Blige reflected on struggles she’s faced in her 2021 documentary Mary J. Blige’s My Life. “I’ve had to physically fight for my life a lot, because, just like my mom, I’m a fighter,” she admitted. “My mom had to suffer a lot of physical abuse as well, so as a little girl I saw her, this little woman, fighting. So when it all started to happen to me, all I could think about was my mom.”
Blige and K-Ci’s relationship — and the depression and drug addiction that she experienced — served as the backdrop for Blige’s iconic 1994 album My Life. Blige continued to dominate music as the 1990s went on, and by the turn of the decade, she had risen from the ashes to become an R&B superstar.
Mary J. Blige’s career in 2001
2001 marked a pivotal year for Mary J. Blige’s career. In January, she performed alongside Aerosmith, Britney Spears, and *NSYNC at the Super Bowl halftime show. That June, she released her hit single “Family Affair,” which went on to become her only song ever to reach the number 1 spot on the Billboard Hot 100 chart. In August, she released her fifth album No More Drama.
On September 11, 2001, Blige released the title track from the No More Drama album as a single. The song was produced and written by the iconic Jimmy Jam and Terry Lewis and features Blige attempting to leave her past in the past and to move forward with her head held high.
In many ways, the release of “No More Drama” aligned with the message of perseverance after the terrorist attacks on September 11.

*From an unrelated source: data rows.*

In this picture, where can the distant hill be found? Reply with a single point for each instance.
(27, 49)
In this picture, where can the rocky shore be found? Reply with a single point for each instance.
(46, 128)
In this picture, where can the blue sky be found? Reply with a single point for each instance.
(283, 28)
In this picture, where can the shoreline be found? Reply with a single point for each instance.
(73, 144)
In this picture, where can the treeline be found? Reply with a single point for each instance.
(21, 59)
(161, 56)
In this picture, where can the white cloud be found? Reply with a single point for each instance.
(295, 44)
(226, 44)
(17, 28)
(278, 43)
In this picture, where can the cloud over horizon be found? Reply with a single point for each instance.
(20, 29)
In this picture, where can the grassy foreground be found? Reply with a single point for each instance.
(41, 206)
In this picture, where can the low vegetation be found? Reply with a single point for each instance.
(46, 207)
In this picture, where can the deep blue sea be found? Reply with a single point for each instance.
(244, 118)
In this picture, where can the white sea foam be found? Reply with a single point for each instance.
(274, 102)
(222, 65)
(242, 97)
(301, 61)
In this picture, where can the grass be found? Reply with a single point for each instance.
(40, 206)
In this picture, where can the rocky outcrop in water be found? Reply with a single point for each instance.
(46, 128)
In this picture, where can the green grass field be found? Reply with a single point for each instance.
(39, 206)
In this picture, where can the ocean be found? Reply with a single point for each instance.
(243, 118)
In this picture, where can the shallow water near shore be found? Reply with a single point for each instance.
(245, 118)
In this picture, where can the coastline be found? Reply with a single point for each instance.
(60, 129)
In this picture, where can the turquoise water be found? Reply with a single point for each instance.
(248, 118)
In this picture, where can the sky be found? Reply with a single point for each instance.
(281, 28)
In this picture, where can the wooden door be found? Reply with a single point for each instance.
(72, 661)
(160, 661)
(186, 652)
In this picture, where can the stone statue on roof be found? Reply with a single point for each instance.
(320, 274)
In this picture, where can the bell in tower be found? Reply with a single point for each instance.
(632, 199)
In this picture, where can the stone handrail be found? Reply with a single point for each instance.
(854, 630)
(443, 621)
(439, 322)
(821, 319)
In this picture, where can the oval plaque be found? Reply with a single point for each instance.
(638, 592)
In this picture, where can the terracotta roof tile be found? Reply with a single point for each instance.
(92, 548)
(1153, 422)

Mariah Carey’s ‘Glitter’ soundtrack was also released on 9/11
Blige wasn’t the only Grammy-winning artist to release music on that day. The soundtrack for Mariah Carey’s rom-com Glitter was released the same day. Unlike No More Drama, however, Glitter didn’t receive as much love in the wake of the attacks.
Carey reflected on her conflicting emotions surrounding the release in her 2020 memoir The Meaning of Mariah Carey. Her family had placed her in a detox facility shortly before the attacks and she was released that day.
“Between being there, getting out, and the chaos and terror of the attacks back home, I didn’t even realize it was the day the Glitter soundtrack was scheduled for release,” she recalled. “The coincidence of my sudden release from ‘rehab’ and the release of the Glitter soundtrack and the 9/11 attacks was haunting.”